Thursday, August 24, 2006

Thursday's Notes

Thursday's Notes

I. A paragraph filled with parenthetical musings:

Your old pal Tommy's been working hella hard (another manager had a kid this week, so I've been covering for him), writing other junk (and after this morning's completely unproductive time spent, I emphasize the word "junk.")and working his way through Season 8 of the Simpsons (which I'm enjoying a bit more than I'd thought...still some good stuff in season 8).

II. A small twist on that first paragraph:

Actually, that last part's not true. I've not been watching the whole season.
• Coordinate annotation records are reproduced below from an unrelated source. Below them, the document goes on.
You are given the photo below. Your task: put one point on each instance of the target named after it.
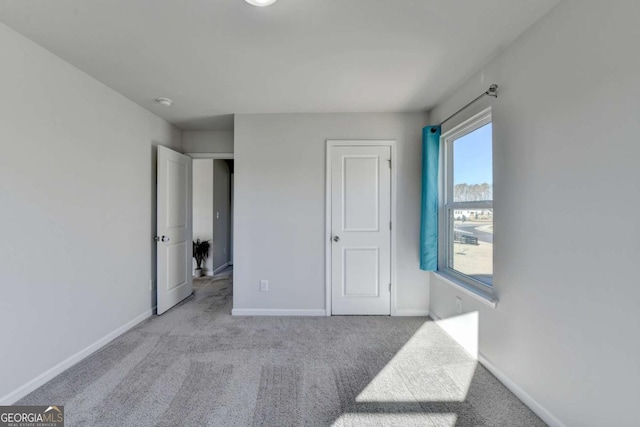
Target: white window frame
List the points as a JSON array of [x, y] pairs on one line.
[[445, 244]]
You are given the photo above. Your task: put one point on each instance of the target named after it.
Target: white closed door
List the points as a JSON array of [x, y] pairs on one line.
[[175, 249], [360, 230]]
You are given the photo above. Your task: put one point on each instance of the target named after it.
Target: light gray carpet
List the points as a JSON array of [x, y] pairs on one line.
[[198, 366]]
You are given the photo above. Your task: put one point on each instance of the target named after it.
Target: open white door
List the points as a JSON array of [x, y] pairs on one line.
[[360, 229], [175, 281]]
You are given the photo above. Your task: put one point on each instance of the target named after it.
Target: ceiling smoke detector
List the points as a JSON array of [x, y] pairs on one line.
[[164, 101], [261, 3]]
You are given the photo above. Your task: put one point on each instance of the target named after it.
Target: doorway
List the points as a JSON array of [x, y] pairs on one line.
[[212, 213], [360, 235]]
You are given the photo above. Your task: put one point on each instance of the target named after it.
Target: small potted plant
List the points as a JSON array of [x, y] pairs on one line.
[[200, 253]]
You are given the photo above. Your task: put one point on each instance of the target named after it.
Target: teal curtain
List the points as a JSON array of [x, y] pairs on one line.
[[429, 218]]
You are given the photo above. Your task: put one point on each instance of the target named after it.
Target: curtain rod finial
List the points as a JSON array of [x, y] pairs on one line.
[[493, 90]]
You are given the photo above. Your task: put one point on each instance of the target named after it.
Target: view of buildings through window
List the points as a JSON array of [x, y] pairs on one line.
[[471, 210]]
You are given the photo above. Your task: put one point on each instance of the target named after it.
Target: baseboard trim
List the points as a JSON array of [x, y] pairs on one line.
[[275, 312], [49, 374], [525, 397], [411, 312]]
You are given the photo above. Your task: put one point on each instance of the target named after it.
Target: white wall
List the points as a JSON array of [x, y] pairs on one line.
[[218, 141], [567, 242], [203, 215], [279, 205], [221, 214], [77, 191]]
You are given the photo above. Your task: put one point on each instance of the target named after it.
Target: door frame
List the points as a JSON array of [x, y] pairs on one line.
[[331, 143], [221, 156]]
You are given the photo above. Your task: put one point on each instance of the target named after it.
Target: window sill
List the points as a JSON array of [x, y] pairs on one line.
[[480, 296]]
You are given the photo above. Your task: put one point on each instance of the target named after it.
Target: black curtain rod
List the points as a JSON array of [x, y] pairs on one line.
[[492, 91]]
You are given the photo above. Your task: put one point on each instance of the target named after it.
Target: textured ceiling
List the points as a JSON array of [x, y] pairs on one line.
[[215, 58]]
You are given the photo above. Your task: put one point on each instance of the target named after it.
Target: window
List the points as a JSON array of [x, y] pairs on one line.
[[466, 218]]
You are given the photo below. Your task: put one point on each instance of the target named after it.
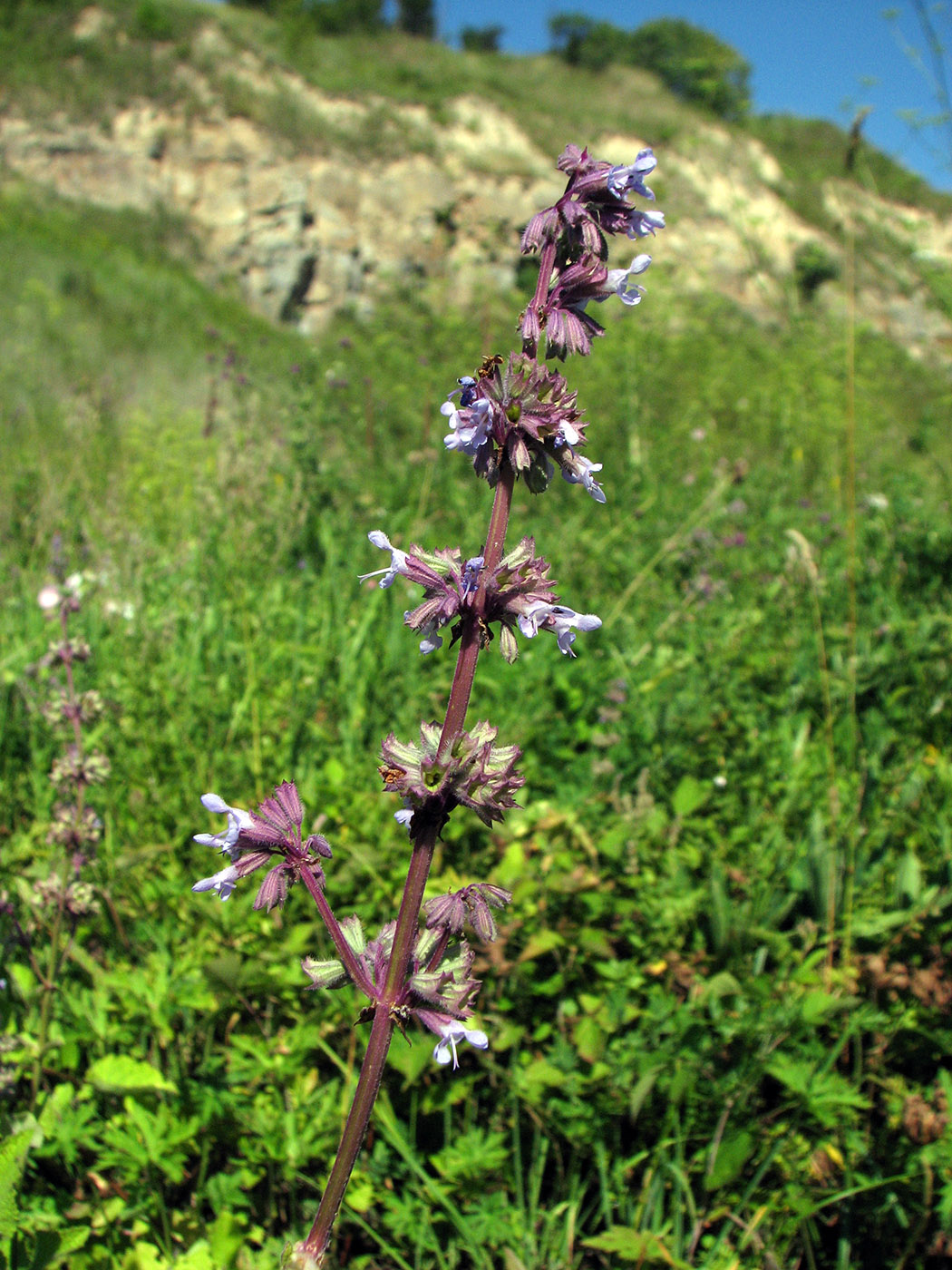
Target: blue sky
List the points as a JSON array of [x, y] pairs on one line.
[[821, 59]]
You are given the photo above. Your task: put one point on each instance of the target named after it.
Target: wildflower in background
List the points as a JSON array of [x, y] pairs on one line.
[[472, 904]]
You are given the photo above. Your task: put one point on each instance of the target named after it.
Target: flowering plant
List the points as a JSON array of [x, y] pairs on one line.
[[516, 418]]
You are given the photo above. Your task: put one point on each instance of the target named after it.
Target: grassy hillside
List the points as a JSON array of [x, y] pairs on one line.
[[719, 1009]]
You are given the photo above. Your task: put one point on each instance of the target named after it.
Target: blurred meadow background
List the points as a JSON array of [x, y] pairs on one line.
[[720, 1002]]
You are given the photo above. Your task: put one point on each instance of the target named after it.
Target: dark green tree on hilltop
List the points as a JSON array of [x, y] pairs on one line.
[[416, 18], [692, 63], [325, 16], [695, 65]]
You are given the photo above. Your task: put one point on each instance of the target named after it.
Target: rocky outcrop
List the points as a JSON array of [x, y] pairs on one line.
[[307, 229]]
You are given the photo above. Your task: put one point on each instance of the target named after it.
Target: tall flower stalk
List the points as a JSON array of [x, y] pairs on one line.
[[516, 419]]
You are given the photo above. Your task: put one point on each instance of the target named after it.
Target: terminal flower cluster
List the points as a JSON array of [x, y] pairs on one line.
[[571, 239], [516, 419]]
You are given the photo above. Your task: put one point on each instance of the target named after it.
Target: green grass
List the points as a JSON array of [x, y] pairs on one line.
[[720, 999]]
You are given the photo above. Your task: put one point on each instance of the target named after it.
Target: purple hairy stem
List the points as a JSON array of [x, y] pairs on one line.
[[408, 920]]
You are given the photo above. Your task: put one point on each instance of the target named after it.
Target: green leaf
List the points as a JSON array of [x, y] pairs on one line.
[[689, 796], [631, 1245], [120, 1073], [732, 1156], [13, 1158]]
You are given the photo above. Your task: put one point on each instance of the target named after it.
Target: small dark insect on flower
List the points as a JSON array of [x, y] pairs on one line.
[[488, 365], [469, 385]]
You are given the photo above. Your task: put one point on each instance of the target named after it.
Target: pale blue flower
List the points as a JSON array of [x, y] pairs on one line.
[[622, 180], [470, 427], [580, 474], [397, 561], [228, 838], [221, 883], [643, 222], [560, 620], [619, 281], [451, 1035]]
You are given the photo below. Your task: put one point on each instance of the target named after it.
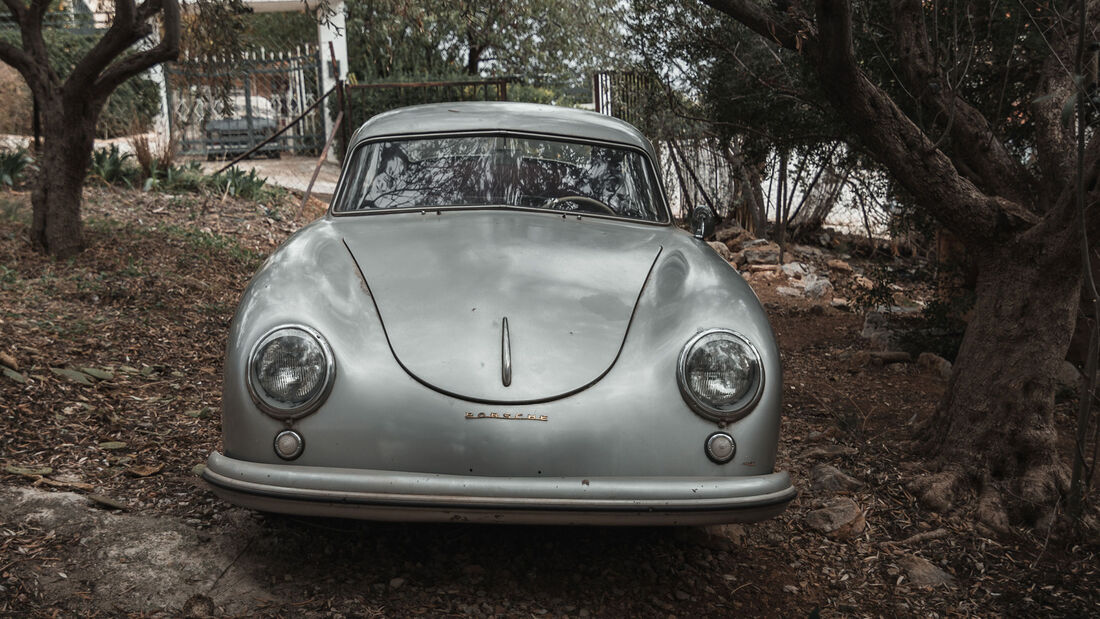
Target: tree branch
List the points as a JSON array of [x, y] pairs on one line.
[[165, 51], [972, 139], [121, 35], [899, 144], [18, 9], [783, 29]]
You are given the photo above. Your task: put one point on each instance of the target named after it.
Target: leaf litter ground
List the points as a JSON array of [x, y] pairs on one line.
[[114, 401]]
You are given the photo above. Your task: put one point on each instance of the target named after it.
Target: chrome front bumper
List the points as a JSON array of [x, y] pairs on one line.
[[387, 495]]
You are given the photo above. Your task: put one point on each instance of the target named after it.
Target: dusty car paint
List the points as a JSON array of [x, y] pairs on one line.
[[413, 304]]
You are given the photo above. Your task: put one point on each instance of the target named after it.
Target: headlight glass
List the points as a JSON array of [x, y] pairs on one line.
[[290, 372], [721, 375]]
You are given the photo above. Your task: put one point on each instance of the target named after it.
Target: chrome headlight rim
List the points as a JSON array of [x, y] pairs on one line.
[[703, 409], [266, 404]]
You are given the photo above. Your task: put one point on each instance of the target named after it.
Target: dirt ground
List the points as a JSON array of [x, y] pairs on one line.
[[101, 511]]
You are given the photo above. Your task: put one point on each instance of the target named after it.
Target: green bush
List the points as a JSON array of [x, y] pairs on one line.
[[13, 166], [109, 165]]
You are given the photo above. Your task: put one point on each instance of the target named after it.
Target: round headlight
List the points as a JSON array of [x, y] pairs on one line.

I'm watching the same episode over and over...the one where Marge becomes the "Answer Lady" at church, and Homer finds a box of Japanese Dish Detergent with his face on it.

Mostly, I just watch the part where Homer nods off in the middle of the Rev. Lovejoy's sermon, and falls forward onto the pew ahead of him, and interrupts the preaching with a surprised "Dammit!"

One of the best curses ever on TeeVee.

III. A false wrap-up:

So. There you have it.

IV. Second Beginning:

Oh. I have an outbreak of poison ivy. Which is an odd occurrence, because it doesn't normally affect me. I've literally rolled around in the junk and come away scott free. There are folks in my family who can simply look at poison ivy, and break out from head to toe, so I'm not gonna bitch much.

My outbreak is down around my ankles, which means I either picked it up in the park, where that sneaky ivy must have reached out across the path where I walk...or one of the dogs at my folks' house had just traipsed through it before it decided to sit on my feet.

V: Wrap up the post with an outrageous lie

I don't scratch the ivy. Though I'm pricechecking saw rentals, in the case I need to amputate below the knee.